You may have seen this story come up over the last year and change: The New York Times is suing OpenAI, creator of ChatGPT, for copyright infringement. Earlier this year, a federal judge ruled that the lawsuit can move forward. And now—good grief!—the Times is demanding that OpenAI save all discussions people have with ChatGPT. All of them. The whole wad—even conversations that people have deleted.
You want a privacy violation? They’ll give you a privacy violation, of a sort and at a scale that I’ve not seen before. The premise is ridiculous: The Times suspects that people who delete their conversations with ChatGPT have been stealing New York Times IP, and then covering it up to hide the fact that they were stealing IP. After all, if they weren’t stealing IP, why did they delete their conversations?
Privacy as the rest of us understand it doesn’t enter into the Times’ logic at all. The whole business smells of legal subterfuge; that is, to strengthen their copyright infringement case, they’re blaming ChatGPT users. I’ve never tried ChatGPT, and I’m certainly not going anywhere near it now. But this question arises: If a user asks an AI for an article on topic X, does the AI bring back the literal article? Golly, Google does that right now, granting that Google respects paywalls. Can ChatGPT somehow get past a paywall? I rather doubt it. If the Times wants to go after something that does get past its paywall, it had better go after archive.is, over in Iceland. I won’t say much more about that, as it does get past most paywalls and is almost certainly massive copyright infringement.
And all this brings into the spotlight the central question about commercial AI these days: How do AIs use their training data? I confess I don’t fully understand that. This article is a good place to start. Meta’s Llama v3.1 70B was able to cough up 42% of Harry Potter and the Sorcerer’s Stone, though not in one chunk. Meta’s really big problem is that it trained Llama on 81.7 terabytes of pirated material torrented from “shadow libraries” like Anna’s Archive, Z-Library, and LibGen, and probably other places. I consider these pirate sites, albeit not as blatant as the Pirate Bay, but pirate sites nonetheless.
I’m still looking for a fully digestible explanation of how training an AI actually works, but that’ll come around eventually.
So how might an AI be trained without using pirated material? My guess is that the big AI players will probably cut a deal with major publishers for training rights. A lot of free stuff will come from small Web operators, who don’t have the resources to negotiate a deal with the AI guys. Most of then probably won’t care. In truth, I’d be delighted if AIs swallowed Contra’s 3500+ entries in one gulp. Anything that has my name in it will make the AI more likely to cite me in answer to user questions, and that’s all I’ll ask for.
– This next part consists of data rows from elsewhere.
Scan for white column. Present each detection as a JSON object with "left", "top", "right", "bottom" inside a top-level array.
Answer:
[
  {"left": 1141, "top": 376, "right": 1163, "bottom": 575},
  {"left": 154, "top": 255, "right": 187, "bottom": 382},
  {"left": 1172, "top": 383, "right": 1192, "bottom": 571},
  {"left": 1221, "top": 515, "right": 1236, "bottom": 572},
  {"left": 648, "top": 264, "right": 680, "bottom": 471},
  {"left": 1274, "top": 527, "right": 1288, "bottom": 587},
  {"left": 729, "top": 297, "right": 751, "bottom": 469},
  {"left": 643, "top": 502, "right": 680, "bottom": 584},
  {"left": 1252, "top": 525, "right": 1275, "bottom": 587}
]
Ultimately, I’m pretty sure Zuck will cut a deal with NYT, WaPo, the Chicago Trib, and other big IP vendors. Big money will change hands. Meta will probably have to charge people to use Llama to pay off IP holders, and that’s only right.
But lordy, this is a supremely weird business, and I’m pretty sure the bulk of the weirdness is somehow hidden from public scrutiny. Bit by bit it will come out, and I (along with a lot of you) will be watching for it.